Rafforzamento della struttura societaria (con il ritorno del 100% delle quote azionarie in mano alla famiglia Cester), consolidamento all’estero e ampliamento della gamma di prodotto. Cesar Cucine, storico marcio di cucine di alta gamma fondato nel 1969 a Pramaggiore (Venezia) da Sante Cester, accelera il percorso di managerializzazione e crescita avviato circa un decennio fa con l’apertura del capitale a un socio esterno, Michele Dalla Libera, che ha guidato la società assieme alla ceo e amministratrice unica Gina Cester, fino alla sua scomparsa lo scorso dicembre.
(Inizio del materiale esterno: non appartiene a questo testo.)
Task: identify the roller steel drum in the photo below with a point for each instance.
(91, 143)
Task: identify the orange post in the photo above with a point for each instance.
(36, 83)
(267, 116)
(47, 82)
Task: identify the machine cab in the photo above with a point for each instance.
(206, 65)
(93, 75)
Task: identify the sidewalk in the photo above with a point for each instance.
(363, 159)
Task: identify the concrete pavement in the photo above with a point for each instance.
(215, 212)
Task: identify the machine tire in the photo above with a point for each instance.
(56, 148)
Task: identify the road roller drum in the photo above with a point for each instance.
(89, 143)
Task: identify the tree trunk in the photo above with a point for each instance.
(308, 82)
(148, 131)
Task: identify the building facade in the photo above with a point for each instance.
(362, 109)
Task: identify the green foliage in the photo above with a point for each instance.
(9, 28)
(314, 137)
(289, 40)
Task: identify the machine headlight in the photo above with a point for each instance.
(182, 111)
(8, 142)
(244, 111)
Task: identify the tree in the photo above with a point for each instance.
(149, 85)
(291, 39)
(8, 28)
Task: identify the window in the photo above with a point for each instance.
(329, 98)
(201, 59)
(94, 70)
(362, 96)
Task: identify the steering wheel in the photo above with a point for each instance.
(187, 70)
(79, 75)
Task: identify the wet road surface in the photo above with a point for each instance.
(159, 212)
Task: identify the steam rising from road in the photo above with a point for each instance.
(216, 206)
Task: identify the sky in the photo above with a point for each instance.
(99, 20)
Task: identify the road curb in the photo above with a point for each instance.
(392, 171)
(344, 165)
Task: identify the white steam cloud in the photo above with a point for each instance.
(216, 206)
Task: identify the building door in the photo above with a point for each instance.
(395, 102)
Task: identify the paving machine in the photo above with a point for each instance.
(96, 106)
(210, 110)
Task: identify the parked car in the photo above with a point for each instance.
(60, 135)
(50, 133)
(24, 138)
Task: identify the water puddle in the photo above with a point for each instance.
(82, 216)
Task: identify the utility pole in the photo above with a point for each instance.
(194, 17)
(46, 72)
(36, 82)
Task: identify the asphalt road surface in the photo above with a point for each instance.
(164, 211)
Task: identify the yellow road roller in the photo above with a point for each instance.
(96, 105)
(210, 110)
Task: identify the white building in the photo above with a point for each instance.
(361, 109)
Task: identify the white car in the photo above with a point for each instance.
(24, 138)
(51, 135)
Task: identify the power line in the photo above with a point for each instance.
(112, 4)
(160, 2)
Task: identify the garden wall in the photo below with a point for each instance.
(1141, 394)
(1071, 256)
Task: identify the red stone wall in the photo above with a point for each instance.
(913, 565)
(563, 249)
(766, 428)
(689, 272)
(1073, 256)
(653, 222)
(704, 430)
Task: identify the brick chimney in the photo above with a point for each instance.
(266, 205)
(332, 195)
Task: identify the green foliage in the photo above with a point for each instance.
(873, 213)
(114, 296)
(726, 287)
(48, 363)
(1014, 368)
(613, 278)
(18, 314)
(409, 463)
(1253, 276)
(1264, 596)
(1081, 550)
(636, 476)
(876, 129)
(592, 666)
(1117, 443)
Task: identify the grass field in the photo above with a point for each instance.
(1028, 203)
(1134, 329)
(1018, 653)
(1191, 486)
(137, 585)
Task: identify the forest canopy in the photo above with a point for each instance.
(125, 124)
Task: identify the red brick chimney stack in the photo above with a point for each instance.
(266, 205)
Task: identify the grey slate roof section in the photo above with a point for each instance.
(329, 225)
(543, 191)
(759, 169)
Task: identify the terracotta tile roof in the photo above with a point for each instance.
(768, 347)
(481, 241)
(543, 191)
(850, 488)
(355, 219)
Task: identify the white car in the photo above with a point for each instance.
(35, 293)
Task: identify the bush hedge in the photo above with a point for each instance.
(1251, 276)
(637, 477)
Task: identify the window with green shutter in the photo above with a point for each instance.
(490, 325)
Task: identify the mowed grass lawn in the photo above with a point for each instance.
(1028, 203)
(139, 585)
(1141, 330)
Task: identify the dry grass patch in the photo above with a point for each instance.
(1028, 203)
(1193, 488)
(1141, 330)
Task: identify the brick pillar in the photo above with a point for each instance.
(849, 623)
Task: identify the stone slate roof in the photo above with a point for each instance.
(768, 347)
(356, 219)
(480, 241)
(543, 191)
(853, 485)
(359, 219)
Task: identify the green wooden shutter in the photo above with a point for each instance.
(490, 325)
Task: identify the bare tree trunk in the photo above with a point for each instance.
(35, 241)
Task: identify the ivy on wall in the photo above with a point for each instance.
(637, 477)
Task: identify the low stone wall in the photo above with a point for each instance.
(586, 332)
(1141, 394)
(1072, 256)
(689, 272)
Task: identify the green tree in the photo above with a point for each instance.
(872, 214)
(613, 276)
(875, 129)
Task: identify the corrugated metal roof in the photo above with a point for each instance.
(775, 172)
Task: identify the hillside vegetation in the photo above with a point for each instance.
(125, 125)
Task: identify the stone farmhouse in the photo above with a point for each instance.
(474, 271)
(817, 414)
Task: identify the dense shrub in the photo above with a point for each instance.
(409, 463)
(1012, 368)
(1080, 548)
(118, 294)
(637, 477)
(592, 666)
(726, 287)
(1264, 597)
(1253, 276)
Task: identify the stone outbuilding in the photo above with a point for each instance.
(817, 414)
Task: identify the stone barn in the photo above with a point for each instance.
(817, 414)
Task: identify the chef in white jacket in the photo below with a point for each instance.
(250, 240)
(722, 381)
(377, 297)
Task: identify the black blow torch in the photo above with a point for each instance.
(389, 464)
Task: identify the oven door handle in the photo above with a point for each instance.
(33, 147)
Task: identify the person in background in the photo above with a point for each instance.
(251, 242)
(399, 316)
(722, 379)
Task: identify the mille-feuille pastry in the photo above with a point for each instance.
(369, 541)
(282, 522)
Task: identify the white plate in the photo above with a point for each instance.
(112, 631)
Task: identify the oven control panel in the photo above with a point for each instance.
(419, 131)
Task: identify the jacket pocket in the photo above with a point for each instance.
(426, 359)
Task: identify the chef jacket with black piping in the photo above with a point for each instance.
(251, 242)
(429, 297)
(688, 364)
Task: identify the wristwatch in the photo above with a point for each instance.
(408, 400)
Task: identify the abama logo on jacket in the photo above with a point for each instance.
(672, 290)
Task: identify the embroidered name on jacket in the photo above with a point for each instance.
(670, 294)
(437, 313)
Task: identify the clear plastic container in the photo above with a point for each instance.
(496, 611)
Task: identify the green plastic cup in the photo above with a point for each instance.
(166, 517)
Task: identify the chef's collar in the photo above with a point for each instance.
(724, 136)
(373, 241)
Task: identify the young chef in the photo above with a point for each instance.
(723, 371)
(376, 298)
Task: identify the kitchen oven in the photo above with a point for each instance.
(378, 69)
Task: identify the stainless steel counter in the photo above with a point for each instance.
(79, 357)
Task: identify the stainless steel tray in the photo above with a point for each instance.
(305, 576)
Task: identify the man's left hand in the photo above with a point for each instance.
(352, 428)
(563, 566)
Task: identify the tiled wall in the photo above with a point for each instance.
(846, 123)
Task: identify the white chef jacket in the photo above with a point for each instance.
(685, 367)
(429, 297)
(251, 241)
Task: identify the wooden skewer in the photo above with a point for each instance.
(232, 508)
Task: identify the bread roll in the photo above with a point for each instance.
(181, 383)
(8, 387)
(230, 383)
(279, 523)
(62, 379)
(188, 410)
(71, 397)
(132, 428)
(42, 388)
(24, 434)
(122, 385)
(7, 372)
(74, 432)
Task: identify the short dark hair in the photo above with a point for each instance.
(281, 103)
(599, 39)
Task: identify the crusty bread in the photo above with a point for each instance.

Da qui la necessità di un rapido ma scrupoloso riassetto: «La proprietà è tornata integralmente nelle mani della mia famiglia, poiché Dalla Libera ha lasciato a me le sue quote per volontà testamentaria. Ma la linea strategica intrapresa non cambia», spiega Gina Cester. Lo conferma la nomina, operativa dallo scorso 2 marzo, di un nuovo direttore generale, Maurizio Vianello, che aiuterà a portare avanti il processo di riorganizzazione interna e crescita.
«Cesar è un’azienda storica che negli ultimi dieci anni ha fatto un percorso importante di sviluppo, sostenuto da investimenti impressionanti in tecnologia e processi produttivi. Credo che oggi sia una delle realtà più avanzate nel settore», dice il manager. Sono stati investiti circa 8,5 milioni di euro nello sviluppo della produzione e in tecnologie, di cui 7 milioni in macchinari e 1,5 milioni in digitalizzazione e integrazione dei processi produttivi. Anche dal punto di vista del brand e del prodotto, la società ha investito per rafforzare il proprio posizionamento nell’alto di gamma.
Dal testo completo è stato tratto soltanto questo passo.